The absence of dedicated buttons to turn off the WiFi and the lighting is another factor that contributes. The aircraft mode has come to our rescue in this situation. Now that it's been fully charged, let's find out how long it lasts. Either the backlight is turned off entirely, or it is set to an uncomfortable 8 level. In the past, it was sufficient for two weeks. When compared to the Kindle Touch, this is a complete and utter failure. It would appear that the clothespin-turned-flashlight is still put to good use.
Bluetooth is only necessary for connecting headphones, which you probably won't need to do with your Kindle because it has a headphone jack. Only content that has been purchased from the Audible store can be played on your device. Audible, on the other hand, does not offer a free download and instead requires users to enter their credit card information in order to begin a free monthly trial. I wish that dictionaries, or at least the online versions of them, included audio transcriptions of the terms. but sadly. Accessibility still offers VoiceView, but as far as I've been able to determine, it is only available for the English localization of the system.

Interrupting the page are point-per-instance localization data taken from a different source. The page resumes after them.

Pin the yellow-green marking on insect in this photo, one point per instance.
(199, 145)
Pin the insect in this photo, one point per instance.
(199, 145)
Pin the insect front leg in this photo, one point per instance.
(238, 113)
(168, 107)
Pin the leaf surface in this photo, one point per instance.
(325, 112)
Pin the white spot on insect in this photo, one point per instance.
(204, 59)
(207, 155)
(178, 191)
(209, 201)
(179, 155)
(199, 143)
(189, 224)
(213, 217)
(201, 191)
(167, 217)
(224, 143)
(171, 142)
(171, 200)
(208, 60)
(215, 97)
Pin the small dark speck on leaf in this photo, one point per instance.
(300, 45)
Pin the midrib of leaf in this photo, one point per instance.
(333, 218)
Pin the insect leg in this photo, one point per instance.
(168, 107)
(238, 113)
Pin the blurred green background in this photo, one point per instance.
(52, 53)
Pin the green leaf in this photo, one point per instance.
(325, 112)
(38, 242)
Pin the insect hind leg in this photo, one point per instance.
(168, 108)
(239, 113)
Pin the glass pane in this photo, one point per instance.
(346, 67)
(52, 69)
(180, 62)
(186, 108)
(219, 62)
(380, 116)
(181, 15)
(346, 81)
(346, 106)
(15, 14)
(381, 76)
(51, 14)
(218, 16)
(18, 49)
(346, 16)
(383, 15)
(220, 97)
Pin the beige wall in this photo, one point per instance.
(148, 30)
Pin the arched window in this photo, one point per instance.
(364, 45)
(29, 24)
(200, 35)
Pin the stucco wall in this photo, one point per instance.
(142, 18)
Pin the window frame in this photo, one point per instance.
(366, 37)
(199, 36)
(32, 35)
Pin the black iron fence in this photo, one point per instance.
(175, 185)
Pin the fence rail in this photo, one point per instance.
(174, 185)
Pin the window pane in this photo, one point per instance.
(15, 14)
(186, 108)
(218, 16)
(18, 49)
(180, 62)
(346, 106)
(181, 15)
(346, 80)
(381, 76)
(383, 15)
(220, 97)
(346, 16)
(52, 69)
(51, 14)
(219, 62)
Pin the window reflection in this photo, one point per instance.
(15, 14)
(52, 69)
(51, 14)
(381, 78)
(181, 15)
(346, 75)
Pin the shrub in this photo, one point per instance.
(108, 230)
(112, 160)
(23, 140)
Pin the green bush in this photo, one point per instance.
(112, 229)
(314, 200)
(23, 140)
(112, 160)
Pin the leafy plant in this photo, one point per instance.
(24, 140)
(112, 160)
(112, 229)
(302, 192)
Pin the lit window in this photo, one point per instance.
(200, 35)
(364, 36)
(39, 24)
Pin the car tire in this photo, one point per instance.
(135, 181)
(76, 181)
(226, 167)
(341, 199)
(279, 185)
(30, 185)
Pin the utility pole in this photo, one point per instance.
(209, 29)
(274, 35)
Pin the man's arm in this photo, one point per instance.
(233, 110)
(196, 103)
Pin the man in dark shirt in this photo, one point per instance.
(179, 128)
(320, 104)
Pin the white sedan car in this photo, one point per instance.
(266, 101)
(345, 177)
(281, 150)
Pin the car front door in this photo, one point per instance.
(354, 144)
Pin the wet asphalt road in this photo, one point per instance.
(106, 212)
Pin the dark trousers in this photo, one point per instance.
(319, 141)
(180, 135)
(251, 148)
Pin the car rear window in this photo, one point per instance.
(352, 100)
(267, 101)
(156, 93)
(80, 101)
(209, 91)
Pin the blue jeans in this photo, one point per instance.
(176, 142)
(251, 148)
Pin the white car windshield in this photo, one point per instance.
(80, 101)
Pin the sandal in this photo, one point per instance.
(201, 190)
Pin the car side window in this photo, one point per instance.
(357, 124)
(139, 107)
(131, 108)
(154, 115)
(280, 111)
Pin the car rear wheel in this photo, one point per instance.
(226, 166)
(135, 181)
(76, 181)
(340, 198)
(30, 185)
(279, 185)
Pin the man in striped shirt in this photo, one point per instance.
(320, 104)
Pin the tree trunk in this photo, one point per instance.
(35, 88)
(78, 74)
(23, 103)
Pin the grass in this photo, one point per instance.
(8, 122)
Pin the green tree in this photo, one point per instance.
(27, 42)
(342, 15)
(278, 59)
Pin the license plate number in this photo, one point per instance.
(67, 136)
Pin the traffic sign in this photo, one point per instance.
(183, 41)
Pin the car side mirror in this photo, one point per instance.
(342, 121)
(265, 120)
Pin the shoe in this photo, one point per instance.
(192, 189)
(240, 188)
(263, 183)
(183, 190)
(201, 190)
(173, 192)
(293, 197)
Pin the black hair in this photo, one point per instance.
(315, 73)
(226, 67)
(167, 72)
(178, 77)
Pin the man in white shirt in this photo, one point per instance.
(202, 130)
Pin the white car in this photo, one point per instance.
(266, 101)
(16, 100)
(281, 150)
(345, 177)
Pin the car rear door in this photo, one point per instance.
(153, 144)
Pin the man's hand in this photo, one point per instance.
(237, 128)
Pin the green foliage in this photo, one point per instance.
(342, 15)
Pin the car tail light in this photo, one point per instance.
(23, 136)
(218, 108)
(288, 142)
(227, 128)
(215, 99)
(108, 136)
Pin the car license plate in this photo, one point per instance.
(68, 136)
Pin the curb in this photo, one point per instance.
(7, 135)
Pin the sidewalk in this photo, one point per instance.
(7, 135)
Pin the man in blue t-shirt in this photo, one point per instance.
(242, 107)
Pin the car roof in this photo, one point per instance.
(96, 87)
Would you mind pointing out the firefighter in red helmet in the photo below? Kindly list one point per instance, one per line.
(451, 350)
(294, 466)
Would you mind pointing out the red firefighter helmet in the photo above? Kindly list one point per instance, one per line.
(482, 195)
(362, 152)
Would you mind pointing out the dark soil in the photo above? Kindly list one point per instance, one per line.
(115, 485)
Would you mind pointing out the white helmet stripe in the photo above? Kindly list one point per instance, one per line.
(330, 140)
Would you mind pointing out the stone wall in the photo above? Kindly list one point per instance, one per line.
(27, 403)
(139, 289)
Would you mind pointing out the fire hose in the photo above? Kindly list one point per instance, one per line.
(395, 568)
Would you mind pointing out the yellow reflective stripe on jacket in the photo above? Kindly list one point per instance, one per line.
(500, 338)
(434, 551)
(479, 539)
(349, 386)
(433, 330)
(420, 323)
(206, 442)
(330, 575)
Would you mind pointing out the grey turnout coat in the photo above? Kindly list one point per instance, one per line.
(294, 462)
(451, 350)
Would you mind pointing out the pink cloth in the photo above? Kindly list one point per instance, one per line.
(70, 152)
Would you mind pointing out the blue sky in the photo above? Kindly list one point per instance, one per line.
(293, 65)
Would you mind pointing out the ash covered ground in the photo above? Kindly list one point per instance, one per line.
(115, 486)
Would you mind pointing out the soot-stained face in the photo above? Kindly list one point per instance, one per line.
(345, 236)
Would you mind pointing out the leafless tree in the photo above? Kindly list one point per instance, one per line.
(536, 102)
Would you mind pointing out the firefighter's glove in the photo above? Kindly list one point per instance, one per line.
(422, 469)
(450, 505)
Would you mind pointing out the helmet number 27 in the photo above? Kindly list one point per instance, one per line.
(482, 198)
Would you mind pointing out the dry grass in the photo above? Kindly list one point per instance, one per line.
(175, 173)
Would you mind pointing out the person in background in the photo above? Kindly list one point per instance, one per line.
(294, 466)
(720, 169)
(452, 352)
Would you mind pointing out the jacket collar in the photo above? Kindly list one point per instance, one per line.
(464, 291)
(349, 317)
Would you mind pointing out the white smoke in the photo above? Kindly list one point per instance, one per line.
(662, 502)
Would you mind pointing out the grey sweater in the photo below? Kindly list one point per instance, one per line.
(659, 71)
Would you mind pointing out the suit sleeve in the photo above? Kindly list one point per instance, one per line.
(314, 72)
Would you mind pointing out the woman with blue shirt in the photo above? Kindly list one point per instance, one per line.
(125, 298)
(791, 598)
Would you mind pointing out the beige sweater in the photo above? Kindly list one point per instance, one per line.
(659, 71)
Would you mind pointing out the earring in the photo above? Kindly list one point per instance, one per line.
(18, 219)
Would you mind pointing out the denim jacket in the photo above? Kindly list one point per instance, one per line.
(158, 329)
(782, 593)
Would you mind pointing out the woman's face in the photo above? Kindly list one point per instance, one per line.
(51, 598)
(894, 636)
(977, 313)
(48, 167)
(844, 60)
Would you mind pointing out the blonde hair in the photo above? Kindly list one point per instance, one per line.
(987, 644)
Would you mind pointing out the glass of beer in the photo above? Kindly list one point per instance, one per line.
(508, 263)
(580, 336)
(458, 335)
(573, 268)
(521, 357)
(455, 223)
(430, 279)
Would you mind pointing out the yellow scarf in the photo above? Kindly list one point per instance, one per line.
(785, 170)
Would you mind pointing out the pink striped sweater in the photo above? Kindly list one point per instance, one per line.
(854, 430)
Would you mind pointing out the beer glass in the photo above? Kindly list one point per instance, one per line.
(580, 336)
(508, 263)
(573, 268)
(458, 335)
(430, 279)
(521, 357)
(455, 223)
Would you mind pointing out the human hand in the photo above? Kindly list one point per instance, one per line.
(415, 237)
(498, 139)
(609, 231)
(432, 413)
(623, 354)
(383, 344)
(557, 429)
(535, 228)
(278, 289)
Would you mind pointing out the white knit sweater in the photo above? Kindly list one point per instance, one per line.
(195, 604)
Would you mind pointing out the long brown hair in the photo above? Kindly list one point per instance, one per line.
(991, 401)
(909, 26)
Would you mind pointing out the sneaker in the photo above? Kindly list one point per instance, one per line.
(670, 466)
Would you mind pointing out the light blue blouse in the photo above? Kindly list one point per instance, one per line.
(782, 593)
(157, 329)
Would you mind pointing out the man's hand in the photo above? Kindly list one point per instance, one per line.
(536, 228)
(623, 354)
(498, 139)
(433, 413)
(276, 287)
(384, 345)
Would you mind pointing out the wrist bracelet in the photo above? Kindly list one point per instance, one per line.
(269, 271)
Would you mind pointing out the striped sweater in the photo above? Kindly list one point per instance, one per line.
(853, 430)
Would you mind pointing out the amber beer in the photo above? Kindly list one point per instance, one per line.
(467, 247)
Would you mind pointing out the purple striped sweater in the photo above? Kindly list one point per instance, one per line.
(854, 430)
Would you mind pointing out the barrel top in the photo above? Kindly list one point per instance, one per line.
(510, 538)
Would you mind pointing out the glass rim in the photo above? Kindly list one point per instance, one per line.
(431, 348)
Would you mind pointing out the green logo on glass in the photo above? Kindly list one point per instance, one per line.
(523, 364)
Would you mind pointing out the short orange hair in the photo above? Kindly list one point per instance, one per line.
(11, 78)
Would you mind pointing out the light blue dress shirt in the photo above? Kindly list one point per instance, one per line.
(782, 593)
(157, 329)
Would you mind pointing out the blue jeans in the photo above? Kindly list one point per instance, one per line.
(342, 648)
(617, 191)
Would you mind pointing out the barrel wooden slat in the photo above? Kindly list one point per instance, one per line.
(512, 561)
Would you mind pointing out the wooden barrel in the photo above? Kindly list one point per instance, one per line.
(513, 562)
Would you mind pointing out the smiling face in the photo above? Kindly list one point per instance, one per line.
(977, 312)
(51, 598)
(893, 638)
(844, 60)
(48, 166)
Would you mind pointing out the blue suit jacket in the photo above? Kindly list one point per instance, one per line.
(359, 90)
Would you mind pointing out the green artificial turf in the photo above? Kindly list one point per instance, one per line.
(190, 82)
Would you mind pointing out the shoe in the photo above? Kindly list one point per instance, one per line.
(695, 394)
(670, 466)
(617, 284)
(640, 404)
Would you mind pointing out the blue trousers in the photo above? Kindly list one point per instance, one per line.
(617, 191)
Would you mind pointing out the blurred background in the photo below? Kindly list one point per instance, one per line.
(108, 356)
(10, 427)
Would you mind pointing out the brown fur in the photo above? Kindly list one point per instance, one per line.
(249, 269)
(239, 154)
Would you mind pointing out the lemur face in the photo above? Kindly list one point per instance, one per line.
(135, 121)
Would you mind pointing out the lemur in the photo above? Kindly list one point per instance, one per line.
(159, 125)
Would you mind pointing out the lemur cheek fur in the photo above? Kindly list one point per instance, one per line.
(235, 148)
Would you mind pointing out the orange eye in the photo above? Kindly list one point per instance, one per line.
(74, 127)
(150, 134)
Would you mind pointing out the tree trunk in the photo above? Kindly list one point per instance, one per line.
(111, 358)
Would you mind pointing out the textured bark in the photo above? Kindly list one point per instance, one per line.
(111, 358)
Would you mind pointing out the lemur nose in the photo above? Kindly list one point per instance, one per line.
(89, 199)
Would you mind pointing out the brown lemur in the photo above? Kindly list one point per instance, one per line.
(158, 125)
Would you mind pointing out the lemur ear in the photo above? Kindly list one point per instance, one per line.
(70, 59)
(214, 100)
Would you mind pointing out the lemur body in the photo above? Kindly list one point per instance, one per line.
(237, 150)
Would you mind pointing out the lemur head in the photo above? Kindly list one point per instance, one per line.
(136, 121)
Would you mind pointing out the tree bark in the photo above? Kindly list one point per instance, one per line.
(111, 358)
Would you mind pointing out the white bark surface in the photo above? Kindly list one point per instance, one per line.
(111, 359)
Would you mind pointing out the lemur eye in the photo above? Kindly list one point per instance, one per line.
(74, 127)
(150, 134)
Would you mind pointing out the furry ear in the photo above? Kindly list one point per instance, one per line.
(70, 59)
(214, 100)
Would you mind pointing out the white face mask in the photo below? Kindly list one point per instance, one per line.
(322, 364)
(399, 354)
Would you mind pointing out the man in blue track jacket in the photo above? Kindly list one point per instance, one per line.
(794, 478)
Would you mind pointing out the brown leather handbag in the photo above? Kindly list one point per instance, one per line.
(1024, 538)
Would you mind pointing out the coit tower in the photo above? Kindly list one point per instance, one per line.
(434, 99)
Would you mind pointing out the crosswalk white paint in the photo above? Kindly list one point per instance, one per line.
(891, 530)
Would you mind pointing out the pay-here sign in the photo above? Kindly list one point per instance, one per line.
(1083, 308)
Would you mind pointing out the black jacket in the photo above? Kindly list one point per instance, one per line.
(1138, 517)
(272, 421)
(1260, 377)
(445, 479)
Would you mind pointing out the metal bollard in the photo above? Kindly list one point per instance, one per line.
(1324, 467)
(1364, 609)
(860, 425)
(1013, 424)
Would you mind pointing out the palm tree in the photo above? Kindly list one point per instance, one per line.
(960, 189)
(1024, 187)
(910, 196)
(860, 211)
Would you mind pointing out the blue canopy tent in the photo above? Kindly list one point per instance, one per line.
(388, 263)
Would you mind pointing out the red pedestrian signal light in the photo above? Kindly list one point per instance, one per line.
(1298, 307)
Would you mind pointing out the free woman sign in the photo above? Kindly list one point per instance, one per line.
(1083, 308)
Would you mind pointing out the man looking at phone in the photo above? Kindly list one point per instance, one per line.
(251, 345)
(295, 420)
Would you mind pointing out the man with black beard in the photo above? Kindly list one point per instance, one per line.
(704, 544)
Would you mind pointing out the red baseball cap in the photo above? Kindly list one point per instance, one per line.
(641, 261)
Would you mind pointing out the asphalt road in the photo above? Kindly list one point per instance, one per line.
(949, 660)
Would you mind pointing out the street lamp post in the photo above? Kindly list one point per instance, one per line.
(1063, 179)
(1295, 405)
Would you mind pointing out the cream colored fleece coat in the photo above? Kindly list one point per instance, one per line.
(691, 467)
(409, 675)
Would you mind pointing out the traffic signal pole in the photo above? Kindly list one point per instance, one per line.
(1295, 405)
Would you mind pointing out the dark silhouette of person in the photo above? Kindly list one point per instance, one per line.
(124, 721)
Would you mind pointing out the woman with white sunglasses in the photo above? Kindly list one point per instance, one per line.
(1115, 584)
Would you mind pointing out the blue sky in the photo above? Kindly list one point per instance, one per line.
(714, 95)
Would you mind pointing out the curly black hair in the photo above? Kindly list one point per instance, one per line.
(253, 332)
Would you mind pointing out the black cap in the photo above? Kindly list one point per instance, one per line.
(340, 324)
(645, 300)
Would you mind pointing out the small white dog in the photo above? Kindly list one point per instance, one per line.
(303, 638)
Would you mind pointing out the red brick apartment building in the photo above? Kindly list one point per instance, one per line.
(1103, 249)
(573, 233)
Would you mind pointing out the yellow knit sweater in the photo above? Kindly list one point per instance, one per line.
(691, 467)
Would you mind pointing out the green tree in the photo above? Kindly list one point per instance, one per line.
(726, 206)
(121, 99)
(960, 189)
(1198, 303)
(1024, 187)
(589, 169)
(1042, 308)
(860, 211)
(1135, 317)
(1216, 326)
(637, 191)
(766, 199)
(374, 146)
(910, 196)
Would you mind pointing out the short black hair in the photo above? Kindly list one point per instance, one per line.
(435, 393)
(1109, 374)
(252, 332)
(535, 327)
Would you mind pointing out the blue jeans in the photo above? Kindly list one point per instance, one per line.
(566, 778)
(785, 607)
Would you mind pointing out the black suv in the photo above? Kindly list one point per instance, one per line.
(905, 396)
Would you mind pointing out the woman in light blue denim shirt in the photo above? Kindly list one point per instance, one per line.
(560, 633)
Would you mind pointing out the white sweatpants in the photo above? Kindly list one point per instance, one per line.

I apologize for any inconvenience this may cause.
And now we come to the most significant drawback of the Kindle: there are relatively few supported formats, which is not breaking news; however, the fact that they are growing smaller is already starting to terrify people (I compare it to the previous generation of the Kindle Touch): MP3 support has been removed, as has something that was referred to as Active Content (indeed, I was able to play some entertaining games on my Touch device, such as Shuffled Row and some card games).